D ans le jardin se trouvaient des orangers, et le docteur B… m’avait prié de lui rapporter une provision. de feuilles pour faire du thé : j’en avais cueillies une certaine quantité et les avais enfilées en guirlande pour les faire sécher. À quelque temps de là je me disposais à les porter à Farrucco ; une légère brise ondulait l’herbe de la prairie, bayo était sellé et attendait son cavalier. Je m’avance, ramène les brides et monte, mais au moment où je veux passer la jambe, les feuilles sèches s’entrechoquent sous le souffle du vent, bayo s’effraie et d’une ruade m’envoie à une dizaine de pas rouler par terre. À l’instant debout, heureusement je ne m’étais pas fait du mal, je m’approche de nouveau de ma monture, la flatte et saute en selle ; elle n’était pas satisfaite, ses écarts, son souffle bruyant, les mouvements des oreilles, son regard effarouché, ne m’inspirent pas de confiance : la plaine s’étend devant moi, je lui allonge un vigoureux coup de cravache qui la fait partir au galop ; pour la punir, je lui fais franchir d’une traite les trois lieues qui séparent Farrucco de San Ramón, elle était trempée de sueur et couverte d’écume.

Une autre fois je chevauchais tranquillement le long d’une colline, quand tout à coup mon cheval, ayant posé les pattes de devant dans un trou, s’abat et m’envoie dans l’espace : je tombai debout, parado comme disent les gauchos qui, quand ils font une chute, ne doivent jamais tomber autrement : tomber parado est le sublime de l’art du cavalier américain, j’avais réussi sans le vouloir. Comme bayo était assez lancé, en me retournant, je le vis, roulant sur lui-même, et je n’eus que le temps de l’éviter, sans quoi il m’eut écrasé sous son corps.

Je fus moins heureux dans les circonstances suivantes : J’aidais à ramener les moutons, majada, dans le chiquero, vaste espace entouré d’un mur d’un mètre de hauteur où ils passent la nuit ; les alentours étaient couverts des excréments de ces animaux, de plus il avait plu dans la journée. En voulant faire faire volte-face à mon cheval, celui-ci glisse, se renverse sur le flanc, et ma jambe gauche est prise sous lui : il se relève et m’envoie quelques ruades qui auraient pu me coûter la vie, mais je ne fus pas atteint. Je ne pus rentrer à l’estancia qu’à l’aide des secours de Julio et Victorio, j’avais une entorse qui me rendit impotent pendant une quinzaine de jours.

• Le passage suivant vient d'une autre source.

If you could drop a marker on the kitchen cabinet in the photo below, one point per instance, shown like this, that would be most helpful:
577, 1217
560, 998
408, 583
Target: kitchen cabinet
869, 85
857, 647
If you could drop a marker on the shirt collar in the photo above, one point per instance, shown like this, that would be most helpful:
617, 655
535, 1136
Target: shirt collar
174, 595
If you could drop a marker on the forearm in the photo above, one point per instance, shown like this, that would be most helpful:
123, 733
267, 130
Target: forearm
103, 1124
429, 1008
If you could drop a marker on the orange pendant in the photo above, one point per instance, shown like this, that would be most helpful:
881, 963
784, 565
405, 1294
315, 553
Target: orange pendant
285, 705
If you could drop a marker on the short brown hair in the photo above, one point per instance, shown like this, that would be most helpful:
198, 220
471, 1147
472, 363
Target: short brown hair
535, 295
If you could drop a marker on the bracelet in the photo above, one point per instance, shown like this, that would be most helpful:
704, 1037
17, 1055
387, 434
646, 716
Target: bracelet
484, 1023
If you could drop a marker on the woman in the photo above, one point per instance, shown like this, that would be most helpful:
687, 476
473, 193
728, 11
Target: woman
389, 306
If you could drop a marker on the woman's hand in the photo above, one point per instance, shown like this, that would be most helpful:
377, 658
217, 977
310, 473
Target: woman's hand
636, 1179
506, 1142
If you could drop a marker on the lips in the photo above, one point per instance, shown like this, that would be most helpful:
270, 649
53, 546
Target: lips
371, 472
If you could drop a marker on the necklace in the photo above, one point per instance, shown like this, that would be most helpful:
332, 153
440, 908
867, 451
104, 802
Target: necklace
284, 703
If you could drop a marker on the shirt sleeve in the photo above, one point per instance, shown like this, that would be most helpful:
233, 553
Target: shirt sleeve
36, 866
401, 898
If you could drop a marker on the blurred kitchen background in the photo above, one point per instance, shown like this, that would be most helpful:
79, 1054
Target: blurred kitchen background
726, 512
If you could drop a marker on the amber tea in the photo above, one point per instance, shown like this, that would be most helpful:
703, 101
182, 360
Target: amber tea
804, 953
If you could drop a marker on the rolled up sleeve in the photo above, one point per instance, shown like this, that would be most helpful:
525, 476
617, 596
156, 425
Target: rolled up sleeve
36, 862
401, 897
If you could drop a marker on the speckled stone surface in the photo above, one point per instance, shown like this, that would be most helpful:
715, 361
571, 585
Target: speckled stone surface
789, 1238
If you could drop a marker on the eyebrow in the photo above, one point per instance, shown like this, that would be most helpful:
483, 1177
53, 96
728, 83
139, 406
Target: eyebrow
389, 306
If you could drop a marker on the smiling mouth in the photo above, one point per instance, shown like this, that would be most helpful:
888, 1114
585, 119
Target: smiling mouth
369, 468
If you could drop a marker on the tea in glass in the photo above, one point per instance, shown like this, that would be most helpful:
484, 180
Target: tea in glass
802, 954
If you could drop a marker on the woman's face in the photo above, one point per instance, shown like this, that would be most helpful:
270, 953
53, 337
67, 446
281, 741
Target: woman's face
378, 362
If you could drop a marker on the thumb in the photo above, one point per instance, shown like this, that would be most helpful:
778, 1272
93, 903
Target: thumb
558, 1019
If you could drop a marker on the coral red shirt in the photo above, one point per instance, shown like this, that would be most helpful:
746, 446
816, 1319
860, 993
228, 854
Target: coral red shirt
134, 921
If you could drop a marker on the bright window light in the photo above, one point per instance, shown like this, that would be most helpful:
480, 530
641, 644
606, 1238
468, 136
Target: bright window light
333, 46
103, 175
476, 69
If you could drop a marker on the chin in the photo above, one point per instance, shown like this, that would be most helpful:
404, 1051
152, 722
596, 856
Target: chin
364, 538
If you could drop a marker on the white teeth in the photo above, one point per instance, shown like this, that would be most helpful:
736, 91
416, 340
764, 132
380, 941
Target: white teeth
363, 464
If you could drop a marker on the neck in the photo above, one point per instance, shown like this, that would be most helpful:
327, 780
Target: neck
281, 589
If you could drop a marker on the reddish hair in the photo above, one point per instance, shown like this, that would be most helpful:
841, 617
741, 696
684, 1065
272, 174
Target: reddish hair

L’élevage du bétail donne lieu à des travaux dangereux qui ne peuvent être affrontés que par des cavaliers aussi parfaits, aussi adroits, aussi hardis que les Américains du Sud.

Parlons d’abord de la marque. Tout propriétaire de bétail a une marque particulière, constatée, reconnue et déposée chez le juge de paix. Cette marque est une empreinte en fer que l’on fait chauffer au feu et qui est appliquée sur le côté gauche de l’animal, soit sur le flanc soit sur le haut de la cuisse.

Les marques varient à l’infini, et le propriétaire leur donne les formes les plus capricieuses : quelques-uns, les Européens surtout, se servent de leurs initiales, ainsi Pedro W… avait pour marque un P et un W. Tous les ans, quand les poulains et les veaux ont atteint une taille raisonnable, ils sont marqués ; cette marque est l’unique titre de propriété, la seule garantie au milieu de la quantité de bétail qui fourmille dans les gras pâturages du Rio de la Plata. Ce travail est une fête à laquelle sont conviés tous les voisins, non seulement pour aider, mais pour contrôler tous les veaux qui vont être marqués. Un veau isolé n’est pas marqué, car ce pourrait bien être la propriété d’autrui, il faut toujours que les deux soient présents, vache et veau, car la vache fait reconnaître le veau qui la suit.

Une partie du bétail est enfermée dans la manguera, espace d’un hectare au plus, ordinairement rond, entouré d’un épais mur de deux mètres de hauteur, avec une ouverture de cinq à six mètres fermée par des poutrelles placées horizontalement.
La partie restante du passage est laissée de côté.